Most of the common vegetables we enjoy in our salads, such as lettuce, carrots, parsley and mustard, were once considered weeds.

So why not let their wild kin act as volunteer herbs and vegetables?

Edible weeds taste great in a variety of recipes, and are known to be more nutritious than domesticated plants. You probably already know about a few of these, and perhaps you’ve even tried dandelion greens or purslane in your salad.

Using purslane in your garden salads

Here I offer a rundown of my favorite weeds to eat and ways I like to prepare them, organized by season.

Early Spring

Fresh Eating. You can make a delicious salad with the very early leaves of just about any of the plants listed in this article, but my favorites are dandelion (Taraxacum officinale), miner’s lettuce (Claytonia perfoliata), chickweed (Stellaria media), sheep sorrel (Rumex acetosella) and purslane (Portulaca oleracea). Chop them all together with lettuce, sunflower seeds and a light vinaigrette.

Late Spring

Weedy Smoothies. When the weeds are still young but starting to taste bitter when eaten raw, try putting them in smoothies. I love a smoothie with avocado, kiwi, peeled cucumber, hemp seeds, lamb’s quarter (Chenopodium album), sheep sorrel and purslane.

Eating dandelion as a good source of nurition


Baked Weeds. Use weeds like spinach to make lasagna, enchiladas or spanikopita. Try it with lamb’s quarter, pigweed (Amaranthus palmeri), burdock (Articum lappa) and/or chickweed (Stellaria media).


Yum-Yum. Collect the large, bitter leaves of late-season dandelion, burdock and broad-leaf plantain (Plantago major). Add some long branches of lemon balm (Melissa officinalis) and pigweed. Hang them in bundles in a warm, dry space for a couple of weeks, to let them dehydrate. When dry, shuck the leaves off the stems and crumble them together with sea salt, powdered cumin and dried seaweed. Use this to sprinkle in soups, salads, salsa and everything else, to boost nutrition and aid digestion.


Weed Pesto. Collect the earliest shoots of stinging nettle (Urtica dioica), cleavers (Galium aparine) and miner’s lettuce. Put them in a blender with olive oil, garlic, asiago and a handful of seeds from the milk thistle (Silybum marianum). Spread on fresh bread or tortillas.

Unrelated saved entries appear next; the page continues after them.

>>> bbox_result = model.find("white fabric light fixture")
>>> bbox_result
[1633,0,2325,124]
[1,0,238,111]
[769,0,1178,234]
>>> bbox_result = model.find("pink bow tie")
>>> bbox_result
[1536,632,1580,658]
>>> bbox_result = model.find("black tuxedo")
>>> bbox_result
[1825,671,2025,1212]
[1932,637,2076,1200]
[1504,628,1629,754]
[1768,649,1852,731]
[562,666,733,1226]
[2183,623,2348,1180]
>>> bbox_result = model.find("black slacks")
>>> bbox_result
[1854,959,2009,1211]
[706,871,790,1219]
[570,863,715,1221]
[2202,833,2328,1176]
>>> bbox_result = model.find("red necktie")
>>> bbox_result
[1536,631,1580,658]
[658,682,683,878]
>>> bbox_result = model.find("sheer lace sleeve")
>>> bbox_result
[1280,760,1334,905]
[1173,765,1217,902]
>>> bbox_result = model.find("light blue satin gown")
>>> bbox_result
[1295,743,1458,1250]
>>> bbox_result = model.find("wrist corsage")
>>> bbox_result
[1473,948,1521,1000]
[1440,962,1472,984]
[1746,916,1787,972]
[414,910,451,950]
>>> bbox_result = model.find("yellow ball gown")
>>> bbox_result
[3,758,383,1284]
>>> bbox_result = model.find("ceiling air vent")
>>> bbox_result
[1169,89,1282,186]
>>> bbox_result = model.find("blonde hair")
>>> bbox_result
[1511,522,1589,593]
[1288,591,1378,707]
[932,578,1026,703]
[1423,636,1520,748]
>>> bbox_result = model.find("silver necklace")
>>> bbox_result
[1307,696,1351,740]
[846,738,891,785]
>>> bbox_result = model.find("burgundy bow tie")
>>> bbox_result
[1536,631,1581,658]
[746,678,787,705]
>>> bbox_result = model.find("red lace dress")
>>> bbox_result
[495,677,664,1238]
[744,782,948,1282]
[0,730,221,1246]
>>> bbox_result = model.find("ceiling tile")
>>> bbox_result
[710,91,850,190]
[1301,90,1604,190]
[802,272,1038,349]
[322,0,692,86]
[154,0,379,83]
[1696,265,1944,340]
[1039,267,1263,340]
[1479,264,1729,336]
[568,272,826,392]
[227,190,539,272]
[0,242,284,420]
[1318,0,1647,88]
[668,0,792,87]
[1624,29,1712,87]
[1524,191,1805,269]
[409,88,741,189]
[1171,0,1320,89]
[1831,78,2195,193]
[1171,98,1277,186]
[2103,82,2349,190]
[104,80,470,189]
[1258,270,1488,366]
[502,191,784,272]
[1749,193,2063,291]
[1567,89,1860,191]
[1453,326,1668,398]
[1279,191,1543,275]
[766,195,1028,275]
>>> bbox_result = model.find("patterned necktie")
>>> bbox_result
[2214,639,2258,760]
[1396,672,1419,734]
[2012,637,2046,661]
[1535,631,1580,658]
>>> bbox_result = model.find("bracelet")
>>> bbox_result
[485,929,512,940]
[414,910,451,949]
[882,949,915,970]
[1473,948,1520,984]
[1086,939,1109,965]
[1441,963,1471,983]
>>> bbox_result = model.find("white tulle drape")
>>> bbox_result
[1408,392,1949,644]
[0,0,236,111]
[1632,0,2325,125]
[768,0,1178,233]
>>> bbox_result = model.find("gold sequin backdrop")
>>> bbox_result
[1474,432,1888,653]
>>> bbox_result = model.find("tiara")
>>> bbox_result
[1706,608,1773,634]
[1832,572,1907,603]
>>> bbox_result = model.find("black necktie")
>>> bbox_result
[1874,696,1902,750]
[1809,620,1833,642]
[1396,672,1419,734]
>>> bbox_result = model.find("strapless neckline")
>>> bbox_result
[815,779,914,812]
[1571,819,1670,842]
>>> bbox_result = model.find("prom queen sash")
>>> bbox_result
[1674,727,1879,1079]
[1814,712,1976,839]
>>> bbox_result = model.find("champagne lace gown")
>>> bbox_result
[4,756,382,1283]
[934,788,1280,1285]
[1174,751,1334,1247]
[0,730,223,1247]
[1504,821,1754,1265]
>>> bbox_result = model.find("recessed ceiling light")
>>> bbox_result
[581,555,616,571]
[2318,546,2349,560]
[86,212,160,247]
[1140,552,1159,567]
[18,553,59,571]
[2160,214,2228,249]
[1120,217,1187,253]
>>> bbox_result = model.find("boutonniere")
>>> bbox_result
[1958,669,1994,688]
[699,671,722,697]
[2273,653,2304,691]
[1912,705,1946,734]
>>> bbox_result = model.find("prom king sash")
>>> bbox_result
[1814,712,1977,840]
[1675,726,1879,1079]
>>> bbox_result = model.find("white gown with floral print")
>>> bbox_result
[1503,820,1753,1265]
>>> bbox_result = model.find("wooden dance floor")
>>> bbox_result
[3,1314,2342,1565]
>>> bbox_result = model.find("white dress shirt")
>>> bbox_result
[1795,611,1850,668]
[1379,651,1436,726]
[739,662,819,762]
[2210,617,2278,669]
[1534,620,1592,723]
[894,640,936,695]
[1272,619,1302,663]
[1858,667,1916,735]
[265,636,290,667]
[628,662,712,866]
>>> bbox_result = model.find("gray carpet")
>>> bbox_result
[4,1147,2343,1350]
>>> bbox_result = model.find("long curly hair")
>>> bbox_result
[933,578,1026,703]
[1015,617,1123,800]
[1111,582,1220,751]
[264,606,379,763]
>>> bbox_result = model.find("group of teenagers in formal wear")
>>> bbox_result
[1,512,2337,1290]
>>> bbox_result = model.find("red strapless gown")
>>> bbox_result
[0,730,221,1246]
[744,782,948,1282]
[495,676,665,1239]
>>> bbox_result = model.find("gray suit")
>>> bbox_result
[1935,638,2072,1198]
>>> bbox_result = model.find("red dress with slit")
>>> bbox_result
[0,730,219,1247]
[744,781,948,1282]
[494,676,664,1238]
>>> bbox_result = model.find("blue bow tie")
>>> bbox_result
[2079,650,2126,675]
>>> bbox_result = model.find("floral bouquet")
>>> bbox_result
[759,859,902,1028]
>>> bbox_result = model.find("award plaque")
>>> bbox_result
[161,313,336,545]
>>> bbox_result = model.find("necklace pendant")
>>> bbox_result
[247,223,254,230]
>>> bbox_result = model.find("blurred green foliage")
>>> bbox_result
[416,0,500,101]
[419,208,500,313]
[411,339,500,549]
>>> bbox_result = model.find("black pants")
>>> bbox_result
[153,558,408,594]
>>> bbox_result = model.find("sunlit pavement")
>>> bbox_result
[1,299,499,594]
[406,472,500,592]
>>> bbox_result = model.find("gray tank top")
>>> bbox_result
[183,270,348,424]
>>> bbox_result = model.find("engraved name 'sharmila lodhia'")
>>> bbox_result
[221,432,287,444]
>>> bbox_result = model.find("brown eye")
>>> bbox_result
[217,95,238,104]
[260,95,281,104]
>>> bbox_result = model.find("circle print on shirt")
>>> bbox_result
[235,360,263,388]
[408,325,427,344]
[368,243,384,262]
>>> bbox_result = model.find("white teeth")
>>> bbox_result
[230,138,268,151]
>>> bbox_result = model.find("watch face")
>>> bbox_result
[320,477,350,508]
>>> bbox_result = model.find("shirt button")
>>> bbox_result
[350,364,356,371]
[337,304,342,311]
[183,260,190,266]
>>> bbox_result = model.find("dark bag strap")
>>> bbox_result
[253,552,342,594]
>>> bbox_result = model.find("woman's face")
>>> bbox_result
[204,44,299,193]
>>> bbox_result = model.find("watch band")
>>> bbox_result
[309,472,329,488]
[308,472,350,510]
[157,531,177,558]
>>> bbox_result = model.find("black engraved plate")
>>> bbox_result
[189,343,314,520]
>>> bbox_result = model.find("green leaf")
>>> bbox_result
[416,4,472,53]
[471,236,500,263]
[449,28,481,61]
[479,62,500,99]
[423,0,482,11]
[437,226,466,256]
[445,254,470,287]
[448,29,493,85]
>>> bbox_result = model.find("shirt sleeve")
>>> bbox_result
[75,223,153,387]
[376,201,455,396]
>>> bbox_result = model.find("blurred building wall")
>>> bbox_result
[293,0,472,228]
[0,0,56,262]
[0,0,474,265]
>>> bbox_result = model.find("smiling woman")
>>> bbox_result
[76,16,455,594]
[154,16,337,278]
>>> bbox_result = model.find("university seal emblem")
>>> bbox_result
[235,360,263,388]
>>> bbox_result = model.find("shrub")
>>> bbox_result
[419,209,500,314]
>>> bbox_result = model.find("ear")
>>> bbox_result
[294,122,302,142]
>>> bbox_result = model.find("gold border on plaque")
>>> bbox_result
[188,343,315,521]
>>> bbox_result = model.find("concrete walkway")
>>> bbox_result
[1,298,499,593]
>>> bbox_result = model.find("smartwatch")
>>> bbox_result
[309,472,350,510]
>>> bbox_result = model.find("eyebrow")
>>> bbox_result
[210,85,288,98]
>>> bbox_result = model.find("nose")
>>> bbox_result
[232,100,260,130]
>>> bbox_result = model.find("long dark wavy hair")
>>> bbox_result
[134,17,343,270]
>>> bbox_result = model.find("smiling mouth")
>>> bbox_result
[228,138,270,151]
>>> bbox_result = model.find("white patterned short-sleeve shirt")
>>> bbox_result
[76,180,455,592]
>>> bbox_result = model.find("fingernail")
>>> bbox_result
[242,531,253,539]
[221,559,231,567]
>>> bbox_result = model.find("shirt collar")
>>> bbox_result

Using edible weeds in the kitchen

Proper identification. Some plants are quite poisonous, and I have included the botanical names in this article in hopes that you will be careful to correctly identify any plant you eat. With any new food, it is wise to always try just a little bit first, then wait a day or two to see if your have an allergic reaction. Chances are, everything will be fine, but better safe than sorry!